Rescuers are continuing the desperate search for hundreds of victims after after a mud landslide buried homes while residents were asleep in south-west Colombia.

Over 200 people have been killed in the disaster, hundreds more have been injured and at least 200 are still missing after heavy rain flooded the town of Mocoa in the early hours of Saturday morning.

Many of those killed after a torrent of water, mud and debris swept through the town were children.

Firefighters search for survivors after the mud slide in Mocoa, Colombia. Credit: AP Photo/Fernando Vergara

Neighborhoods were left strewn with rocks, wooden planks, tree limbs and brown muck after heavy rain caused the three rivers that surround Mocoa to rise up and surge through the city with a population of 40,000.

Search-and-rescue teams combed through the debris and helped people who had been desperately clawing at huge mounds of mud by hand.

"People went to their houses and found nothing but the floor," said Gilma Diaz, a 42-year-old woman from another town who came to search for a cousin.

President Juan Manuel Santos, who visited Mocoa for a second day on Sunday, declared the area a disaster zone and said the death toll stood at 210.

Survivors search for any remaining belongings after homes were destroyed.
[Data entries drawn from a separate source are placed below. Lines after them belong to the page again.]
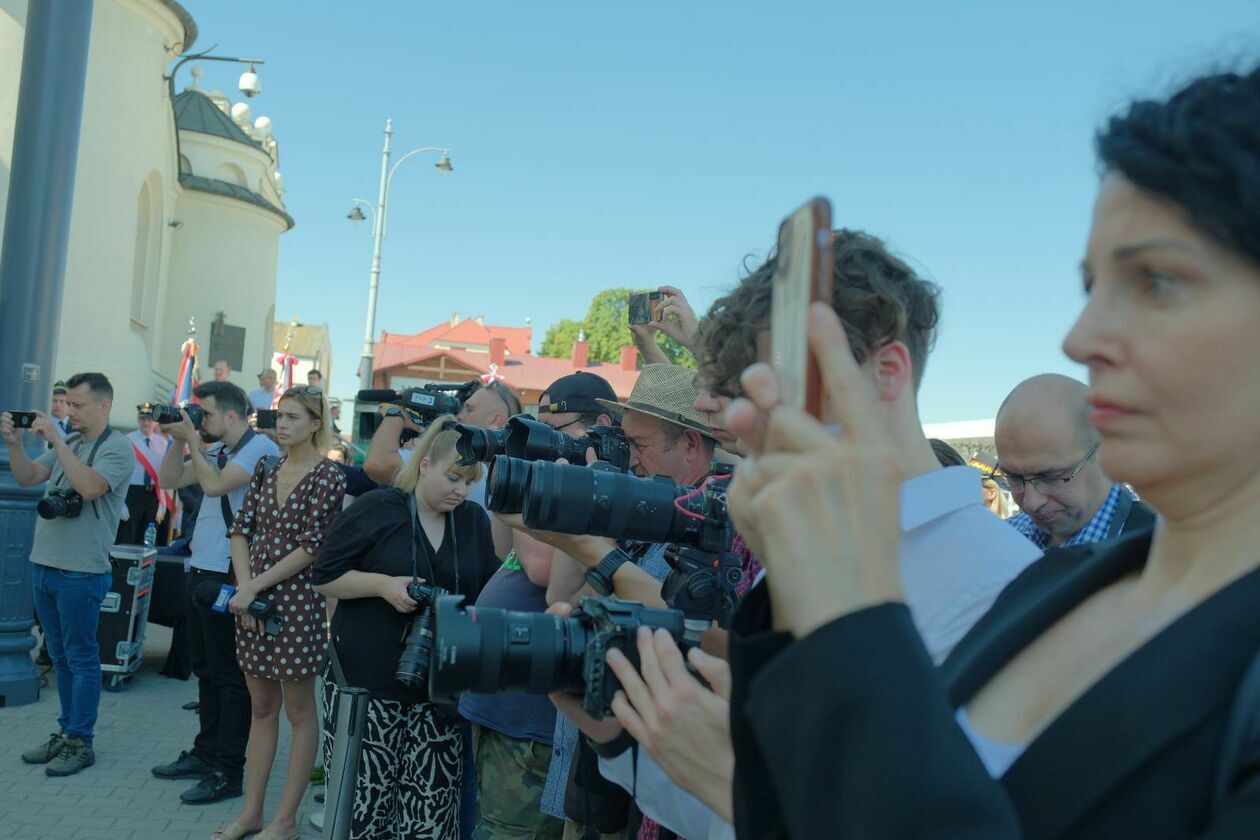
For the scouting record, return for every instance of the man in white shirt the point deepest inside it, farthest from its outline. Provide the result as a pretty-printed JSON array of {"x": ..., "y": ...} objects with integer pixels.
[
  {"x": 265, "y": 393},
  {"x": 61, "y": 411},
  {"x": 955, "y": 557},
  {"x": 143, "y": 503},
  {"x": 223, "y": 470}
]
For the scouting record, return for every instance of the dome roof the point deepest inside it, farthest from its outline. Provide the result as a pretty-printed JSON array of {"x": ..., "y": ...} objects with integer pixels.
[{"x": 194, "y": 111}]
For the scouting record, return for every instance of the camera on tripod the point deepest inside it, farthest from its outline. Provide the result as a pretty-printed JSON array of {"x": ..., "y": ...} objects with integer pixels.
[
  {"x": 500, "y": 650},
  {"x": 166, "y": 414},
  {"x": 417, "y": 649}
]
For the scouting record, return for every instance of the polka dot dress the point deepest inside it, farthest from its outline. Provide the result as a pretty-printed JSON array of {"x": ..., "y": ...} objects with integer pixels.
[{"x": 275, "y": 530}]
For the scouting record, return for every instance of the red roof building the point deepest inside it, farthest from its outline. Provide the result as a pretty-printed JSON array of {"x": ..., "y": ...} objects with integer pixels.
[{"x": 464, "y": 349}]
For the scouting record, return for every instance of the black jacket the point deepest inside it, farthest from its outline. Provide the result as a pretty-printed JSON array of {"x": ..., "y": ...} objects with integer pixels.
[{"x": 851, "y": 733}]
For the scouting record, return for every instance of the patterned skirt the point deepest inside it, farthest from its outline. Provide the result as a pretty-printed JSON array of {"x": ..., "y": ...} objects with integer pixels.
[{"x": 408, "y": 783}]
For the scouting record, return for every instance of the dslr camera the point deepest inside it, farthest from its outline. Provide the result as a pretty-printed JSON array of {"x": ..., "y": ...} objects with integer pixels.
[
  {"x": 601, "y": 501},
  {"x": 528, "y": 438},
  {"x": 492, "y": 650},
  {"x": 425, "y": 403},
  {"x": 413, "y": 665},
  {"x": 532, "y": 445},
  {"x": 59, "y": 503},
  {"x": 166, "y": 414}
]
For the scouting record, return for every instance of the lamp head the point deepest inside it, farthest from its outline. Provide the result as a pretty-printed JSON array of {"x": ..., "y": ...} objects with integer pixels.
[{"x": 250, "y": 83}]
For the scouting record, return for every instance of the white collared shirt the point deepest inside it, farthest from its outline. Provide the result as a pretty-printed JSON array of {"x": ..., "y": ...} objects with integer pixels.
[{"x": 955, "y": 558}]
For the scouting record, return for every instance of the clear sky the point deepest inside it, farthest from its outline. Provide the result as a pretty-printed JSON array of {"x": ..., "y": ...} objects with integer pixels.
[{"x": 604, "y": 144}]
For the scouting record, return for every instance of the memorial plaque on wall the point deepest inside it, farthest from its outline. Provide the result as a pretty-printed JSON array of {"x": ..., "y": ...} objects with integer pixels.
[{"x": 227, "y": 343}]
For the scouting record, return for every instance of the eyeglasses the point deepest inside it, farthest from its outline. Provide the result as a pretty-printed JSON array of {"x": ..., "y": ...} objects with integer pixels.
[{"x": 1018, "y": 484}]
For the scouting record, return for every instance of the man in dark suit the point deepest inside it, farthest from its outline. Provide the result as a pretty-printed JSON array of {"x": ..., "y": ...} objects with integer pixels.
[{"x": 1046, "y": 459}]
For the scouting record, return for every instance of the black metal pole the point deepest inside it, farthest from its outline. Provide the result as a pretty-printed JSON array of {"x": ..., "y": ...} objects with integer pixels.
[{"x": 32, "y": 272}]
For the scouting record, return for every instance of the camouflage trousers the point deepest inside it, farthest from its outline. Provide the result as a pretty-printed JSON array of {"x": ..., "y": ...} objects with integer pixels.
[{"x": 510, "y": 773}]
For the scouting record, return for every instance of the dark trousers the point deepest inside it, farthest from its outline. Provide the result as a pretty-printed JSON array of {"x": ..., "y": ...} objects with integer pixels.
[
  {"x": 222, "y": 693},
  {"x": 141, "y": 509}
]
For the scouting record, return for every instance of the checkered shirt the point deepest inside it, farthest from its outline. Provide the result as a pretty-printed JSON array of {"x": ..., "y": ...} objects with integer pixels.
[{"x": 1094, "y": 532}]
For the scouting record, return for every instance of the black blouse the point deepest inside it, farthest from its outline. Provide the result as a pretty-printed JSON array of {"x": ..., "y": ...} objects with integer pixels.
[{"x": 372, "y": 535}]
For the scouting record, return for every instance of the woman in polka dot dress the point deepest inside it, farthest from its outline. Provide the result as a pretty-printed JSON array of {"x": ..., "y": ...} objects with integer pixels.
[{"x": 277, "y": 534}]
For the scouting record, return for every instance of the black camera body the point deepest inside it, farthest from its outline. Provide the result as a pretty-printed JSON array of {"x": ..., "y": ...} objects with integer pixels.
[
  {"x": 59, "y": 503},
  {"x": 23, "y": 420},
  {"x": 492, "y": 650},
  {"x": 166, "y": 414},
  {"x": 265, "y": 611},
  {"x": 417, "y": 649},
  {"x": 483, "y": 445}
]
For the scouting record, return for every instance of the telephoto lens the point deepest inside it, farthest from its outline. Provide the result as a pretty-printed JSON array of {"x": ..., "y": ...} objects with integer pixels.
[
  {"x": 417, "y": 649},
  {"x": 536, "y": 441},
  {"x": 489, "y": 650},
  {"x": 481, "y": 445},
  {"x": 166, "y": 414},
  {"x": 505, "y": 485},
  {"x": 600, "y": 501}
]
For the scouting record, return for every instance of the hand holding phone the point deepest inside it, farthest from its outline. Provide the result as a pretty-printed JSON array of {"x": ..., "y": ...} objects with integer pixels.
[
  {"x": 644, "y": 307},
  {"x": 803, "y": 275}
]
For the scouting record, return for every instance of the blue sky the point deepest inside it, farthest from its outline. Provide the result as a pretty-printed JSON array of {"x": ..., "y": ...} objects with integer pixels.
[{"x": 634, "y": 144}]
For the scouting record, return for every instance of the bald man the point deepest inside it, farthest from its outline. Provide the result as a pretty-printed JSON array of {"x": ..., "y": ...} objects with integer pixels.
[{"x": 1047, "y": 452}]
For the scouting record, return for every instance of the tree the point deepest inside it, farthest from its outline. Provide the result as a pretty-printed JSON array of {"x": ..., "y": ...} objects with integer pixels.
[{"x": 606, "y": 331}]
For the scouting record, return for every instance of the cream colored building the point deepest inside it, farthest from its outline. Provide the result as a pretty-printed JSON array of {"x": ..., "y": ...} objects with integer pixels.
[{"x": 168, "y": 224}]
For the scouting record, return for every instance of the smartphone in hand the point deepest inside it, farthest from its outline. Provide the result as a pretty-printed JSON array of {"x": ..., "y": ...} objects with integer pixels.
[
  {"x": 803, "y": 275},
  {"x": 645, "y": 306}
]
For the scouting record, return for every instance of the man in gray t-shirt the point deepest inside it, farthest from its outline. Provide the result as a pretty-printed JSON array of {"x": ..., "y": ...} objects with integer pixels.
[{"x": 87, "y": 476}]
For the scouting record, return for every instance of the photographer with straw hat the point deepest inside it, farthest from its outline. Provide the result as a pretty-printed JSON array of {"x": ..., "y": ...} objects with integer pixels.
[{"x": 668, "y": 437}]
Credit: AP Photo/Fernando Vergara

Santos said more than 40 of the dead identified so far were under 18, perhaps because youngsters were already in bed when the floodwaters struck.

The death toll could still rise because authorities say there were over 200 people injured, some in a critical condition and over 200 still missing.

The president said on Twitter that 170 of the dead had so far been identified.

Maria Cordoba, a 52-year-old resident who was trying to wash her belongings in a river, said two of her nephews, ages 6 and 11, were killed when their house was destroyed.

"The mother as well was totally beaten up" but managed to save her 18-month-old baby, she said.

A man looks inside a passenger bus damaged in the flooding. Credit: AP Photo/Fernando Vergara

Not far away, Abelardo Solarte, a 48-year-old resident of Mocoa, held a child's shoe as he helped clear debris.

"You have no idea how many kids there are around here," Solarte said.

Jair Echarri, who came from a nearby town to help, also struggled to comprehend the loss of so many children.

"I feel an enormous sadness because it's filled with kids' things, toys, clothes, school books," he said.

"I am a father and this breaks my heart."

Colombian National Army soldiers rescue a child from the debris. Credit: Colombian National Army via AP

President Santos said the avalanche of water and debris knocked out power in half of the province of Putumayo, where Mocoa is located, and destroyed the area's fresh water network, creating dangerous and unsanitary conditions.

Mocoa is vulnerable to flooding as it is surrounded by the three rivers in a natural basin created by the surrounding mountains.

The danger has grown worse in recent years because of deforestation.

But the triggering event was over 5 inches of rainfall (130 millimeters) that began late on Friday.

A 1989 hydrology report for the Agricultural Ministry warned that just such a disaster could happen unless steps were taken to reinforce the riverbanks, channel water away from the town and restore some of the forest.

It was not immediately clear why those steps had not been taken.